La sua pratica attraversa disegno, pittura, scultura, e installazioni site-specific, impiegando un ampio vocabolario che comprende la natura, la luce, i metalli, il fuoco, le plastiche, le cere, il vetro, le parole ed il sangue suo e di donatori.
Ha fondato due organizzazioni no-profit per coltivare collaborazioni interdisciplinari: nel 2001 la Luquer Street Projects, che promuove collaborazioni tra artisti visivi, poeti e scrittori e pubblica le loro opere. Nel 2017 ha fondato BACAS — Borghi Antichi Cultura Arti e Scienze, un centro con due identità nazionali per la cultura, le arti e la scienza. BACAS è stata lanciata nel 2018 con una programmazione che si è svolta nel Parco Nazionale del Cilento, Vallo di Diano e Alburni, patrimonio mondiale dell’UNESCO.
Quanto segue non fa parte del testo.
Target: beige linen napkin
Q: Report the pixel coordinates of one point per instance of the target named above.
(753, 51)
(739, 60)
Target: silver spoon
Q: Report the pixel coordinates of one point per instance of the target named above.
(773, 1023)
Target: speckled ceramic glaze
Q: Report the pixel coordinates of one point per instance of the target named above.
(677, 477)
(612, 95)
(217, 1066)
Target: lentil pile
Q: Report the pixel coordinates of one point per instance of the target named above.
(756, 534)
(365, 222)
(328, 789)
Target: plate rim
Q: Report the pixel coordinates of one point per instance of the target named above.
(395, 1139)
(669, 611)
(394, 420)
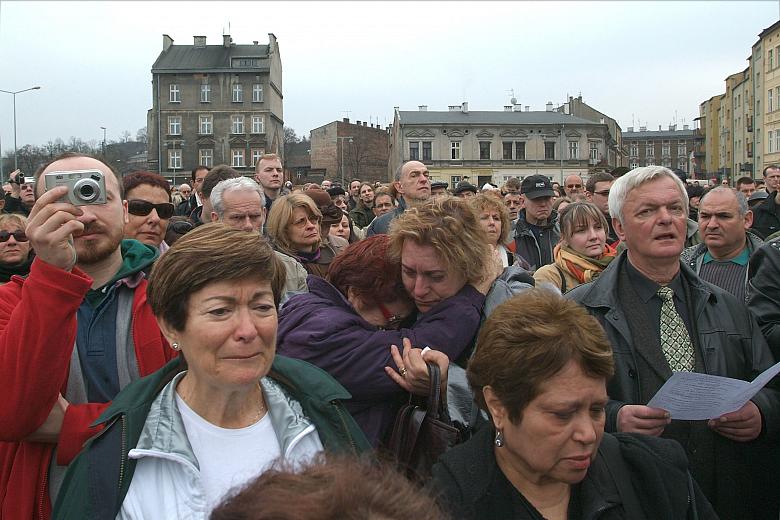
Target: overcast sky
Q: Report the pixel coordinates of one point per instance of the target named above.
(639, 62)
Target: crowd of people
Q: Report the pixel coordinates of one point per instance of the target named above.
(240, 347)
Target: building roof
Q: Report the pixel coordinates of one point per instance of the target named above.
(494, 117)
(656, 134)
(183, 58)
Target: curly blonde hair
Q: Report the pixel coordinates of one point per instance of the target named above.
(451, 228)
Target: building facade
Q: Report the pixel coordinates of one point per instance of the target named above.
(347, 151)
(494, 146)
(671, 148)
(214, 104)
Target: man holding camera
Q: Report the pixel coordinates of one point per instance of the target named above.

“Dal 2006, su sei ettari di terreno che circondano il suo studio nella Hudson Valley, ha interagito con l’ambiente naturale in un’azione ambientale, sociale e site-specific e a lungo termine, portando al ripristino dell’habitat naturale, costruendo un lago e un orto biologico e ha lanciato il 1000 trees project, piantando finora diverse centinaia di alberi. Nel 2020, ha iniziato a supportare la BPI-Bard Prison Initiative del Bard College, che offre un’istruzione di livello universitario in carcere in modo che gli ex detenuti possano rientrare nella società con una laurea. L’orto biologico che ha costruito durante il lockdown offre accesso agli ex alunni della PBI e ai bambini dei centri urbani dei dintorni, in modo che possano imparare la coltivazione sostenibile del proprio cibo. In questo universo dove l’umano si mescola alla natura, Costa sviluppa la sua ricerca artistica sul fronte dell’identità spaziale, materica e biologica”.